I've build a custom SharePoint list that programatically adjusts permissions per list item. This part of the app works by clearing all permissions in the list item and adding permissions to the folks I want to grant Read or Contribute permission to. I believe this part of the application to be correct: selecting Manage Permissions on a list item I can see the appropriate users and roles for the list items in question in the Permissions list.
However, I was surprised to realize that only the user who submitted a list item can successfully edit the item. I'll describe what I'm seeing with the following two users: UserA and UserB. UserA submitted the list item. UserB is trying to edit the same list item after the permissions have been assigned (either manually or programatically).

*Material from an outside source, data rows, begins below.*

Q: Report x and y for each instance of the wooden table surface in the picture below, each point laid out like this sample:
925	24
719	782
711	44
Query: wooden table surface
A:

UserB cannot edit the list item:
- UserB can see the Edit Item link on the item toolbar.
- UserB can click the link and will see EditForm.aspx.
- When UserB makes changes and presses submit, UserB encounters the out of box SharePoint "Access Denied" error page.
- The event handler for the list item update does not fire.
- Manually elevating UserB's permission to include Full Control does not affect the behavior above.
By contrast, UserA encounters far more predictable behavior:
- UserA can see the Edit Item link on the item toolbar.
- UserA can click the link and will see EditForm.aspx.
- When UserA submits, the changes are persisted and the user is redirected back to the item list.
- Event Handlers fire after UserA submits.
This leaves me with several questions:
- Is this an expected behavior for SharePoint that I managed to overlook?
- What can I do to allow UserB to modify the list item?